Dans un Montréal fictif où Antigone, le personnage mythique de la tragédie grecque, se transforme en une militante qui résiste à l’influence de la droite avec Créon en tête. Lui, un puissant manipulateur, sait charmer la jeunesse qui de son côté cherche à s’accomplir dans une cité en bouleversement.



Xavier Huard et Frédéric Millaire-Zouvi




Antigone et ses deux frères Polynice et Étéocle tentent de trouver leur place dans leur univers instable et dans un peuple qui se radicalise. Influencés par cette société malade, ces trois frères et sœurs complices deviennent ennemis.


Le ton des comédiens est direct, ils sont peu enclins à l’émotion! Pas de place pour l’épanchement dans la tragédie. Par contre, leurs paroles, la gravité de leurs gestes, leurs désirs et ce qu’ils vivent ont eux un grand impact sur le public.




Xavier Huard, Léane Labrèche-Dor et Frédéric Millaire-Zouvi




On pourrait voir un lien entre Antigone, ses frères et certaines des figures médiatiques du Printemps érable. Néanmoins, c'est en l’idéalisme des personnages de part et d’autre que l'on retrouve des similarités avec les représentants étudiants de l’époque. Ce même feu caractérise ceux qui portent leur lot de difficultés et sont exaspérés des mensonges, des faux semblants et des manipulations, au point de sombrer dans des actions excessives ou dans une radicalisation pour aller au bout d'eux-mêmes.


« Les oiseaux morts, une impression de fin du monde.»

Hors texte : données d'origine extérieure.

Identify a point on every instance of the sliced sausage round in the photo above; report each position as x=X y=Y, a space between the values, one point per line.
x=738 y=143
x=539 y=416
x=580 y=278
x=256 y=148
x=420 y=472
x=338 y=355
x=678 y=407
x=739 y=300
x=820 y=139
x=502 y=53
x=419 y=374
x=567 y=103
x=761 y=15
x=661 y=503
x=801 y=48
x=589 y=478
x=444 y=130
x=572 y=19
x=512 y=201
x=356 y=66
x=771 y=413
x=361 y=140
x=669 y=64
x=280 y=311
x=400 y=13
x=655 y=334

La mise en scène de Frédéric Sasseville-Painchaud est précise et très serrée, évitant les temps morts où l’énergie de l’action pourrait s’estomper, ce qui nous garde captif du début à la fin. Multiplié par le talent des trois protagonistes qui lui aussi nous tient en haleine. Ils s’exécutent avec assurance et justesse confirmant l'excellence de leur interprétation.



Léane Labrèche-Dor et Frédéric Millaire-Zouvi




Antigone réussira-t-elle à traverser tous les obstacles de cette société déracinée de ses valeurs, en gardant les siennes, en restant forte même dans la détresse… Réussira-telle à continuer de placer l’être humain comme valeur la plus élevée au centre de cette société en dérision…


Un texte très actuel!



Merci à l'auteure Nathalie Boisvert de nous remettre en mémoire ces moments effervescents et pleins d’espoirs de changements bénéfiques, du printemps érable 2012. Merci de nous remémorer l’agressivité aveugle d’une élite de droite montante, profondément apeurée et qui veut soumettre coûte que coûte malgré l’incohérence de ses convictions. Merci de nous rappeler les injustices, les manipulations d’opinions par les médias et tous les scandaleux traitements de ses offenseurs et notre désir enflammé de les dépasser.


Nathalie Boisvert
(Crédits: Marili Levac)



Le Dôme a utilisé une magnifique image en ramenant Antigone, l’archétype de l’amoureuse révoltée, fidèle à ses convictions, droite comme un jeune chêne, prête à donner sa vie pour le respect de ses convictions.


Une première production, c’est le coup d’envoi, le moment magique où on découvre la complicité de son équipe, la chimie des talents réunis et ces miracles qu’on arrive à faire dans des moments clefs. « Antigone au printemps » est un excellent début. Bravo et longue vie au Dôme!